5.3. Mechanism of b₅ stimulation

b₅ has been repeatedly shown to preferentially stimulate the lyase reactions, and the clinical observations with some single nucleotide variants of both b₅ and P450 17A1 support this view in vivo (Auchus, 2017; Geller et al., 1999; Idkowiak et al., 2012; Kok et al., 2010). Although the Sligar laboratory has proposed that electron transfer is involved in the lyase stimulation (Duggal et al., 2016; Duggal et al., 2018), other laboratories have not observed this (Auchus et al., 1998; Guengerich et al., 2019; Lee-Robichaud et al., 1995), even in cells (Simonov et al., 2015). b₅ has been shown to bind tightly to P450 17A1 (Kim et al., 2021), and the general consensus is that binding of b₅ to P450 17A1 is an allosteric phenomenon that induces a change in the structure of P450 17A1 to enhance the lyase reactions (Auchus & Miller, 2015; Burris-Hiday & Scott, 2021).

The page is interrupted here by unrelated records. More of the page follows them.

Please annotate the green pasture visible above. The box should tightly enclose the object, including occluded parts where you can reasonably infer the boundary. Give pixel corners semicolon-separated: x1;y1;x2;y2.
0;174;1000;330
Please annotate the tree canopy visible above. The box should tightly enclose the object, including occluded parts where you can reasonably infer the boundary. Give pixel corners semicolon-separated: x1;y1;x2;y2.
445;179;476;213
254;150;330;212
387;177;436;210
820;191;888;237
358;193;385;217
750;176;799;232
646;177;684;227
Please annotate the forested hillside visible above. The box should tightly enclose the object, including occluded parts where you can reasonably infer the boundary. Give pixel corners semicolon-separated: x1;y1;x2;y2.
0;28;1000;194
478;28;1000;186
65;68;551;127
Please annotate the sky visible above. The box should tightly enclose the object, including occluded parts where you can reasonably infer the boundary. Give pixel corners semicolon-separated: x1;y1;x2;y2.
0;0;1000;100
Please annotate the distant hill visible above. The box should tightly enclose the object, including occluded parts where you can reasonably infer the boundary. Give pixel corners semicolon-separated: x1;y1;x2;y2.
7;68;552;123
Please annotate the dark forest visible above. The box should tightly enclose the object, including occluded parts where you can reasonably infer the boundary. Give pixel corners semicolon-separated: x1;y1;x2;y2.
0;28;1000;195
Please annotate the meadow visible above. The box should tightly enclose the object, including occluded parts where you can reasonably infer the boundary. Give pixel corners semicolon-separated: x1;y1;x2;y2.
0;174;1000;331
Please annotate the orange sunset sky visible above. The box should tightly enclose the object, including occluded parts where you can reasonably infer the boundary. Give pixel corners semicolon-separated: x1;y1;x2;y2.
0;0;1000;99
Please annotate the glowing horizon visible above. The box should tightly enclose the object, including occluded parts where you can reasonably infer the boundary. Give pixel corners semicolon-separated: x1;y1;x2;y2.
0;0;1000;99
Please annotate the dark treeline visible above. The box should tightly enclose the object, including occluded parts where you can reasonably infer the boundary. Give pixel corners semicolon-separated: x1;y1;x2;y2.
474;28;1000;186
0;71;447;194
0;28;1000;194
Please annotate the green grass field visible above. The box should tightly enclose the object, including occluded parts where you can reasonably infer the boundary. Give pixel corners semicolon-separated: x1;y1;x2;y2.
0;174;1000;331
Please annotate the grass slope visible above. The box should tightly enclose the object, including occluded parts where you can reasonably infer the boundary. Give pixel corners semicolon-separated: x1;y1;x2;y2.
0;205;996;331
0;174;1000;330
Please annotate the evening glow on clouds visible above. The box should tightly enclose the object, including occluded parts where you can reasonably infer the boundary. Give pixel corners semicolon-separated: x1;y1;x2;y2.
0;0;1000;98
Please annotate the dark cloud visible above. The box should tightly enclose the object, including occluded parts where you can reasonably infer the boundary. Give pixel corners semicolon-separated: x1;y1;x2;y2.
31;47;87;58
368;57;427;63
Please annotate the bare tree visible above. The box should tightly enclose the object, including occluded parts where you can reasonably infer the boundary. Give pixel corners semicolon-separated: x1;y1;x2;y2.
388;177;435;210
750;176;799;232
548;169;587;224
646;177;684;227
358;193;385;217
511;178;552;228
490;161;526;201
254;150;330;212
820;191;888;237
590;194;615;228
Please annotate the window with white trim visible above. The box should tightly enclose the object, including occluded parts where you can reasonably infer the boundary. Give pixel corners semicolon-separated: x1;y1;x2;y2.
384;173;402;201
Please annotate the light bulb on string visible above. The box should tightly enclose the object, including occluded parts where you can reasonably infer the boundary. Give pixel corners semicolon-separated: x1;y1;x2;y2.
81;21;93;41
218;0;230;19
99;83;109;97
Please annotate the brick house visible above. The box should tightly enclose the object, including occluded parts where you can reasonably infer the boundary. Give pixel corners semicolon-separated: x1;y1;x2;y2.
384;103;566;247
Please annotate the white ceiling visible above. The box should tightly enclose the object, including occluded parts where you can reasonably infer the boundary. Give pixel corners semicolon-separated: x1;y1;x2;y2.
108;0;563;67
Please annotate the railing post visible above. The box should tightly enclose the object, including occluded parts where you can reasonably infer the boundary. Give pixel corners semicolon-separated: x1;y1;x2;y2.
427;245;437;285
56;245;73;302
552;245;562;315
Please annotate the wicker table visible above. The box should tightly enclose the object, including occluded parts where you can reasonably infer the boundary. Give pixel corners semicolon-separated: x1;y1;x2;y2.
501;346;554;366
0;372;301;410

5.4. Catalytic mechanism of the lyase reaction

The 17α-hydroxylation reaction is straightforward and generally agreed to utilize the usual Compound I (FeO³⁺) intermediate (Fig. 6). The lyase reaction is still more controversial. ¹⁸O₂ incorporation experiments (incorporation into the product acetic acid) do not in themselves distinguish between Compound I (FeO³⁺) and Compound 0 (FeO₂⁻) mechanisms. Arguments have been made for Compound I on the basis of solvent deuterium kinetic isotope effects (Gregory, Denisov, Grinkova, Khatri, & Sligar, 2013; Gregory, Mak, Sligar, & Kincaid, 2013), which are not definitive and have not been repeatable (Yoshimoto et al., 2016), and Raman spectroscopy of iron-oxygen complex intermediates (Gregory, Denisov et al., 2013; Gregory, Mak et al., 2013; Mak et al., 2018). However, the intermediates studies by Raman spectroscopy have never been examined for catalytic competence (i.e., product formation). A single-oxygen oxygen surrogate (iodosylbenzene) can support the lyase reaction, consistent with a role for Compound I, at least in the system used (Yoshimoto et al., 2016). A Compound I alternative has the FeO³⁺ entity attacking the 17α-OH group to form a peroxide (C-O-O-Fe), which can collapse to an oxetane and then the observed products (Gonzalez et al., 2018). In support of this mechanism, the addition of synthetic 17-OOH hydroperoxide steroids to P450 17A1 leads to the facile formation of androstenedione and DHEA in high yield (Gonzalez et al., 2018).

Fig. 6.

P450 catalytic reaction cycle.

5.5. Ternary complex of redox partners vs ping-pong binding

The stimulation of P450 17A1 (lyase activity) by b₅ presents an issue, in that several lines of investigation suggest that a certain region of P450 17A1 is involved in the interaction with both NADPH-P450 reductase (POR) and b₅ (Geller et al., 1999; Peng et al., 2014). Some NMR evidence for direct competition of POR and b₅ has been presented (Estrada et al., 2013, 2014, 2016), although the use of this technique requires high protein concentrations (>100 μM) that are probably orders of magnitude higher than the K_d values for binding (Kim et al., 2021). Such a ping-pong mechanism is also problematic in that POR would have to bind to P450 17A1 to move the iron to at least the FeO₂⁻ state and then leave an unstable P450 intermediate to allow room for b₅ to bind, in each reaction cycle, in the time frame of stability of any unstable FeO complex. Our own fluorescence results, using modified fluorescent derivatives of b₅ mutants, indicate that POR only partially restored the fluorescence attenuation due to binding b₅ (Kim et al., 2021). Our interpretation of the results is that a ternary complex of P450 17A1, POR, and b₅ exists, which we have supported with gel filtration studies (Kim et al., 2021).